One day, God directed me to a new thought. A new way of doing things. He taught me to focus on certain character traits I liked or did not like, and actively put forth effort to change. I didn’t create a list, though that would maybe be a good idea. I took each trait as it occurred to me. 
One of the first things I wanted to concur was my habit of daydreaming. That had to go. What replaced it? Prayer. I started to learn to pray constantly. Every time my brain started to work up a daydream, I cut it off by saying, “God, please help me. I don’t want to start this again. It snowballs into something huge and makes my brain feel cloudy.

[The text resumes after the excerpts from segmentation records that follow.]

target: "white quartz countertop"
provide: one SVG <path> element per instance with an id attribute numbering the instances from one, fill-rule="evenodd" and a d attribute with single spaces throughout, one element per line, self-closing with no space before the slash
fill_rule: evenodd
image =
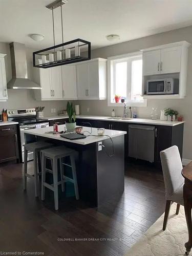
<path id="1" fill-rule="evenodd" d="M 65 126 L 65 124 L 58 125 L 58 131 L 63 131 Z M 49 139 L 53 139 L 55 140 L 61 140 L 62 141 L 67 141 L 68 142 L 69 142 L 73 143 L 79 144 L 80 145 L 87 145 L 88 144 L 91 144 L 92 143 L 97 142 L 98 141 L 104 140 L 109 139 L 109 137 L 108 136 L 110 136 L 111 138 L 114 138 L 115 137 L 124 135 L 124 134 L 126 134 L 126 132 L 105 130 L 104 135 L 95 136 L 91 135 L 98 135 L 97 129 L 92 128 L 92 132 L 91 136 L 89 136 L 90 135 L 89 133 L 91 132 L 91 129 L 90 127 L 83 127 L 82 132 L 84 134 L 84 135 L 88 136 L 88 137 L 85 139 L 80 139 L 75 140 L 68 140 L 68 139 L 62 138 L 61 137 L 60 137 L 60 134 L 53 134 L 50 133 L 45 133 L 46 132 L 53 131 L 52 126 L 45 127 L 44 128 L 39 128 L 38 129 L 30 129 L 25 131 L 24 132 L 25 133 L 28 134 L 32 134 L 33 135 L 44 137 Z M 89 132 L 89 133 L 87 131 Z"/>
<path id="2" fill-rule="evenodd" d="M 68 117 L 66 115 L 60 115 L 60 116 L 53 116 L 50 117 L 45 117 L 45 119 L 49 120 L 54 120 L 54 119 L 62 119 L 65 118 L 68 118 Z M 92 120 L 99 120 L 103 121 L 109 121 L 113 122 L 126 122 L 130 123 L 139 123 L 144 124 L 154 124 L 158 125 L 166 125 L 166 126 L 175 126 L 178 124 L 181 124 L 181 123 L 184 123 L 184 121 L 179 122 L 178 121 L 175 121 L 171 122 L 170 121 L 161 121 L 159 119 L 152 120 L 148 118 L 133 118 L 132 119 L 129 120 L 122 120 L 119 119 L 113 119 L 112 117 L 109 116 L 87 116 L 84 115 L 80 115 L 79 116 L 76 116 L 77 118 L 79 119 L 92 119 Z"/>
<path id="3" fill-rule="evenodd" d="M 5 122 L 0 122 L 0 126 L 3 125 L 10 125 L 11 124 L 18 124 L 17 122 L 13 122 L 12 121 L 6 121 Z"/>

For You, I want my brain to be sharp and on its ‘A’ game. I don’t know what to say to You, but please help me think of things to tell You. Please teach me to pray constantly.” and then I would proceed from there. 
The change? My brain was sharper, I was closer to God than ever, and I was happier; more eager to continue on this new path. 

To clarify, when I say that we have power within us, I mean that God gives us power. God won’t leave us to fight battles alone. In fact, He says He will fight for us. 

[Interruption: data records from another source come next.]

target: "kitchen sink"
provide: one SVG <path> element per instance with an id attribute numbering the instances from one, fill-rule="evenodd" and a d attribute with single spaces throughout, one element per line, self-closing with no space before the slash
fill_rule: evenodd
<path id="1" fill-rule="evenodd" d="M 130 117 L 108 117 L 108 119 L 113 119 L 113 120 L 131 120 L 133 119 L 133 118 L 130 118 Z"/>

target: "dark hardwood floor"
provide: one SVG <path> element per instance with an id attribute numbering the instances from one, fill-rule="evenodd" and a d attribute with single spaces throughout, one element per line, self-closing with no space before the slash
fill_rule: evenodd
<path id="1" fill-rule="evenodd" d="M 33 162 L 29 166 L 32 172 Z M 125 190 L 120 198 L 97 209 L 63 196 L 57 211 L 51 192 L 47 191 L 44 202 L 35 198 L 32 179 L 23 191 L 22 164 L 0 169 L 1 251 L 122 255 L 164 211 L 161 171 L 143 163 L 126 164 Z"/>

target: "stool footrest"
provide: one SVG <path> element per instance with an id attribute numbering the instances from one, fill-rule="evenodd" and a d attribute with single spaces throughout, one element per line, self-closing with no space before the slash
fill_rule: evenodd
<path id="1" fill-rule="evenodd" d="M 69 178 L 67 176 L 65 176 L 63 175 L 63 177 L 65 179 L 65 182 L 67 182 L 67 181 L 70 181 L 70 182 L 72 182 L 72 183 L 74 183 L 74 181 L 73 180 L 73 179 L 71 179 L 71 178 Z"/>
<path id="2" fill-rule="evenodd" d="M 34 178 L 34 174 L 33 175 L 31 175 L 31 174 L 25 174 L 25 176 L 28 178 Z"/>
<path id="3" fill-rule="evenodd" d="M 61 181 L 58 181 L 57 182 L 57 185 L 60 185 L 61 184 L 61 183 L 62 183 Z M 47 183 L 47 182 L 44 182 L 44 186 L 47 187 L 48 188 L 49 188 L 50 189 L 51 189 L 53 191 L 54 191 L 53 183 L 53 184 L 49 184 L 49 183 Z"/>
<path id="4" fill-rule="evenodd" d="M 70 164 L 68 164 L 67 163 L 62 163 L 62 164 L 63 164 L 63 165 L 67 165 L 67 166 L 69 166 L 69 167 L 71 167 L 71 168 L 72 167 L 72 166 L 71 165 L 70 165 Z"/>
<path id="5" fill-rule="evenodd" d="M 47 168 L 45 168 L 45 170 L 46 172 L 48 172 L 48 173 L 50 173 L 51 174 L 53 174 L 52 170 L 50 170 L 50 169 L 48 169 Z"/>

My current project: changing beliefs that hold me back. Beliefs such as: “I can’t.” “It’s impossible.” “I’m stressed.”

Here’s the reality I’ve been discovering:
I CAN.
For God all things are possible and He is with me.
I’m excited about life.

Why did I replaced “stressed” with “excited”? Because stressed is a word you use when you’re breaking down. Excited is what you use when you’re breaking through. 

May God bless your efforts to plunge into life and live abundantly!

Vulnerable Building Prayer

God, you have given me a foundation and building materials. I’m afraid I don’t know much about construction. How am I building thus far? 
Recently, it was as if You asked me, “Who are you working with? Are you communicating?” Truth be told, Lord, I haven’t been working with many besides You. Even then, my communication has been lacking. I’m sorry. 
Please teach me to be excruciatingly vulnerable with You and others in order that I may grow. Please give me the comfort and peace I will desire when I feel open and raw. Please help my brothers, sisters, and I to have compassion with each other. 
Gracious, merciful, and loving Father, thank You for always being there. Thank You for all You give to us. Thank You for Your sacrifices. May we all bring You the glory and honor You deserve. 

Happy Sabbath, all.
With love,
your sister in the Faith

11.09.12

Lord, my Love
How blessed I am
To have someone
Like You

How blessed I am
There is no one
Such as You
Not one

There is no one
Anywhere in the universe
As loving as You
Or sincere

Anywhere in the universe
We can cry to You
In any distress or
Dire straight

We can cry to You
When we need 
That strength, that light
You provide

When we need
Anything at all
You are but a call
From us

Anything at all
Can be on our minds
From the depths of our souls, Thank You

Waiting

“But those who wait upon the LORD shall renew their strength; they shall mount up with wings as eagles; they shall run, and not be weary; and they shall walk, and not faint.” Isaiah 40:31

Waiting is difficult. Sometimes it’s hard to tell if we’re waiting or allowing ourselves to be stagnant. Stagnation creeps up on us. We get comfortable where we are and don’t want to continue farther into the unknown on the less-traveled road. 

What are you doing while you wait? Are you continuing steadfastly in prayer, meditation, and fasting? I know I lapse. Even if I do pray, I don’t always pray as fervently as I once did. If I meditate, I don’t focus as easily. If I fast, it’s as though it has no meaning. 
The only “cure” I know of is praying to God. Be heart-felt and ask God to renew your desire to pray and meditate; to renew in you the purposeful fasting. 

Always, always, always, I consider God the answer. If you lack anything good, God has it. And whatever you ask for, believing you will receive, you will acquire. 

Be careful what you ask for, but don’t fear to ask. 

May God guide and protect you as you journey on.